El historiador Horst Bredekamp habla de “actos de imagen”: fotografías capaces de producir efectos en la sociedad y en la memoria colectiva. La foto de David se convirtió en un acto político, en el símbolo de la epidemia de sida.

En la historia de David, Peta ocupa un lugar central. Fue cuidador y amigo, y el vínculo que permitió que Therese accediera a la intimidad de la familia Kirby. Dos años después de la muerte de David, Peta enfermó. Los padres de David cumplieron su promesa: lo cuidaron hasta el final. Therese volvió a fotografiar la escena. El círculo del cuidado se cerraba.

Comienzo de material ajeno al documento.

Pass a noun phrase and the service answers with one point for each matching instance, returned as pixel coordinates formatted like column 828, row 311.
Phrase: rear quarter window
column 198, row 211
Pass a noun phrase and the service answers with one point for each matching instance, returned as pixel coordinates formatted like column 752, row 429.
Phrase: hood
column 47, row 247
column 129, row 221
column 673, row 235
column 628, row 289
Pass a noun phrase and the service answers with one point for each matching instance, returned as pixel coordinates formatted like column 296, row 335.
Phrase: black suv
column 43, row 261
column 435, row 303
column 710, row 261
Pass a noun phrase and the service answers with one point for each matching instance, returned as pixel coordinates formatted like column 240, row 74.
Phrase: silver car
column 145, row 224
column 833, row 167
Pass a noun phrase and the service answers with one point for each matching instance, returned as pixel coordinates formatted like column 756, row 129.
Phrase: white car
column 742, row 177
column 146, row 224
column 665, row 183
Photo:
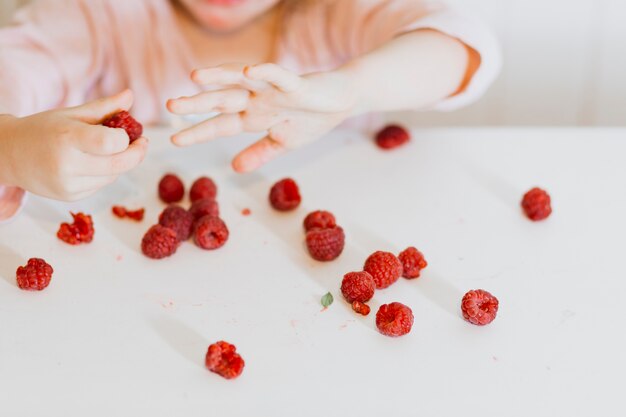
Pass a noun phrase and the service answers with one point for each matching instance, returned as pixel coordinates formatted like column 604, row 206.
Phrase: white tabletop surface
column 117, row 334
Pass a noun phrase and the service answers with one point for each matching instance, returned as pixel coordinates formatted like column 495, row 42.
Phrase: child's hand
column 65, row 154
column 293, row 109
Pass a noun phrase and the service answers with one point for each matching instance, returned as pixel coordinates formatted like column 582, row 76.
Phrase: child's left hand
column 293, row 109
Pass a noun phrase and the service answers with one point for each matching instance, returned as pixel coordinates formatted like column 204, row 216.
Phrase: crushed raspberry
column 81, row 231
column 171, row 189
column 479, row 307
column 123, row 212
column 159, row 242
column 285, row 195
column 123, row 120
column 384, row 267
column 204, row 207
column 203, row 187
column 537, row 204
column 178, row 219
column 325, row 244
column 358, row 286
column 392, row 136
column 360, row 308
column 319, row 219
column 210, row 233
column 223, row 359
column 35, row 276
column 412, row 262
column 394, row 319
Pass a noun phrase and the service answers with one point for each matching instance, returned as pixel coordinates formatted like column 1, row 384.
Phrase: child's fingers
column 220, row 126
column 231, row 100
column 279, row 77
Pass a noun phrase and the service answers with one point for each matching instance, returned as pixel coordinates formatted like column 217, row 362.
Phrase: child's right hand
column 66, row 154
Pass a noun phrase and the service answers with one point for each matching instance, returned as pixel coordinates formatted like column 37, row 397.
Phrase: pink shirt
column 59, row 53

La publicación de la foto en Life y su uso por Benetton coincidieron con un giro en la percepción pública del sida. Hasta entonces, la enfermedad había sido asociada al aislamiento, la culpa y el rechazo. La imagen de David rodeado por su familia desafió ese estigma.
Por el sida ya murieron 36 millones de personas en el mundo desde el conocimiento de la enfermedad.
“No somos víctimas, somos personas con sida”, repetían los activistas en cada marcha. La foto de Therese Frare lo mostró de manera irrefutable.
Therese Frare nunca vendió la foto de David para beneficio propio. Su acuerdo con él había sido claro. En cada entrevista, recordó ese pacto. La intención era documentar, testimoniar, generar conciencia. Nunca explotar.
“La familia quería que el mundo viera lo devastadora que esta enfermedad podía llegar a ser”, declaró Therese años después. Pero también querían que se viera el amor y la contención. El dolor y la dignidad, juntos.